Wooten seemed doubtful. 'Most of 'em have been taken away,' he answered. 'I do wish these perishin' Huns would go and do their dirty work somewhere else! Our compasses are none too accurate, and Heaven alone knows exactly what the tide is doing.' He was very much annoyed, and not a little apprehensive; for the haze over the land was getting thicker every minute, and there was no breeze to dispel it.

Ten minutes later the Mariner was travelling in a cold and clammy mist through which it was impossible to see more than a mile; while five minutes afterwards she had run into a solid wall of thick gray fog, and their range of vision was bounded by a narrow circle with a radius of barely a hundred yards.

'Damn!' Wooten muttered fiercely, stepping to the engine-room telegraph and turning the handle until the pointer showed the revolutions of the turbines for ten knots.
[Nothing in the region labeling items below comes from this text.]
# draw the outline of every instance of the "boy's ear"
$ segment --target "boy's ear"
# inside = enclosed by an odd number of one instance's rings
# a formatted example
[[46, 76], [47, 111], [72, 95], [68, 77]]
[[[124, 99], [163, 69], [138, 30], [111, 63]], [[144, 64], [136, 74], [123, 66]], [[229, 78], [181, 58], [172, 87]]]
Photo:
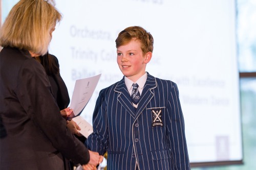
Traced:
[[149, 52], [146, 53], [145, 56], [145, 59], [144, 60], [144, 62], [145, 64], [147, 64], [151, 60], [151, 58], [152, 57], [152, 52]]

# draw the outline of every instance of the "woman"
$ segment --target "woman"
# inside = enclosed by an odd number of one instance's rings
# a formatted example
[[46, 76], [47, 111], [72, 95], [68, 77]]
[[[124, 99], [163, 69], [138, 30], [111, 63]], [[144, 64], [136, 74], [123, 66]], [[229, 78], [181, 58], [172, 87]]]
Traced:
[[[67, 118], [71, 114], [72, 109], [67, 108], [70, 102], [67, 86], [59, 72], [59, 65], [57, 58], [48, 52], [42, 56], [35, 57], [34, 58], [40, 62], [46, 70], [51, 85], [52, 93], [58, 105], [62, 117]], [[72, 134], [76, 135], [83, 143], [86, 138], [79, 132], [80, 130], [78, 125], [73, 120], [67, 121], [67, 127], [71, 131]], [[66, 160], [66, 162], [68, 162]], [[73, 164], [71, 163], [71, 167], [73, 169]]]
[[63, 157], [96, 169], [102, 161], [66, 128], [44, 67], [61, 14], [53, 1], [20, 0], [0, 30], [0, 169], [65, 169]]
With the sounding-machine going every five minutes, the siren wailing mournfully every two, and extra lookouts placed on the forecastle, they groped their way blindly on. It was trying work; for, now that the fog had shut down, the neighbourhood at once seemed crowded with other ships, the dismal hooting of whose sirens and steam-whistles came from all directions at the same time. The noises they made were curious. Some barked like dogs; others cleared their throats noisily, or stammered and yelped shrilly; while more boomed and bellowed like cattle, howled liked wolves, or laughed like jackasses.
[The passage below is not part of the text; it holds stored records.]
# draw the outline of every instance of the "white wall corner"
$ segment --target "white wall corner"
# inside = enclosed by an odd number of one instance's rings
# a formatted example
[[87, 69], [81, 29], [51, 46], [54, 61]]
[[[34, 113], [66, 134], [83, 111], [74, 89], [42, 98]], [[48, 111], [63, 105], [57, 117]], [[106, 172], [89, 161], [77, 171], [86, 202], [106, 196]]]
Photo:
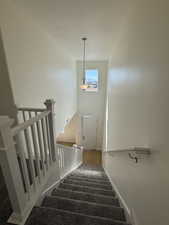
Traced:
[[132, 210], [130, 209], [130, 207], [128, 206], [128, 204], [126, 203], [126, 201], [124, 200], [124, 198], [122, 197], [122, 195], [120, 194], [116, 184], [113, 182], [112, 178], [110, 177], [109, 173], [107, 172], [107, 170], [105, 169], [104, 165], [103, 165], [104, 171], [106, 173], [106, 175], [108, 176], [111, 185], [113, 186], [113, 189], [115, 190], [117, 197], [119, 199], [120, 202], [120, 206], [124, 208], [124, 212], [125, 212], [125, 216], [126, 216], [126, 220], [128, 223], [132, 224], [132, 225], [139, 225], [138, 223], [134, 222], [134, 218], [132, 215]]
'I've heard a farmyard in the early mornin',' Wooten observed; 'but the racket that's going on now fairly licks creation.'

Once they sighted a huge dull blur in the haze right ahead, and the skipper, holding his breath, jammed the helm over just in time to avoid a large Norwegian tramp laden with timber. The vessels slid by each other barely twenty feet apart, and as they passed a man with an excited purple face and a white beard leant over her bridge-rail gesticulating wildly. 'Why for you no look where you come?' he bellowed in incoherent and very bad English.
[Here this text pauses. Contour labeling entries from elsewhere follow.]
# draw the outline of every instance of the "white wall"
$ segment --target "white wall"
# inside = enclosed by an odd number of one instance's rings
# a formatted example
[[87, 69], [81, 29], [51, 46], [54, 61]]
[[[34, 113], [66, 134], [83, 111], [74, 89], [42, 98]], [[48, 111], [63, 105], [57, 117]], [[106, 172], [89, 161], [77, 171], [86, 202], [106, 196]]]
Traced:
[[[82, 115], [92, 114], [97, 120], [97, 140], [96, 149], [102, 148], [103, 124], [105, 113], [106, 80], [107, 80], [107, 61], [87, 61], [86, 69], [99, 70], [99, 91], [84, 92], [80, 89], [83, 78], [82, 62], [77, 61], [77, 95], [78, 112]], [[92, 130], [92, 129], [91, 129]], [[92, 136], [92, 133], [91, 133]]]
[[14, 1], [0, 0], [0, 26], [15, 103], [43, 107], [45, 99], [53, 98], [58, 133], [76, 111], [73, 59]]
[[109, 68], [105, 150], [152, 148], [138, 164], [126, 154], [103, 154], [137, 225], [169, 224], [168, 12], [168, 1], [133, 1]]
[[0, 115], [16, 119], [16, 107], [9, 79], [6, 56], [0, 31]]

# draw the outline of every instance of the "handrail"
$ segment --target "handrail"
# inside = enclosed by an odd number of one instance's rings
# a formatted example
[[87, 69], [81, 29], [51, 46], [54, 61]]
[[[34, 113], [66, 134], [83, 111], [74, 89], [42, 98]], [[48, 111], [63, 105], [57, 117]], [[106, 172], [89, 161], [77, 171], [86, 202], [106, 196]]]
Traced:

'Don't get excited, Father Christmas!' Wooten retaliated, justly annoyed. 'Why the deuce don't you sound your hooter, you perishin' pirate?'

The master of the steamer waved his fists excitedly, but before he could collect his wits and think of anything further to say the vessels had slid past each other and were out of sight and earshot.

For an hour the Mariner travelled on, with the fog as thick as ever. They were running down the Channel between the minefield and the banks lying off the shore; but in spite of the fact that they were working entirely by dead reckoning, and the tide was an unknown quantity, nothing unforeseen occurred.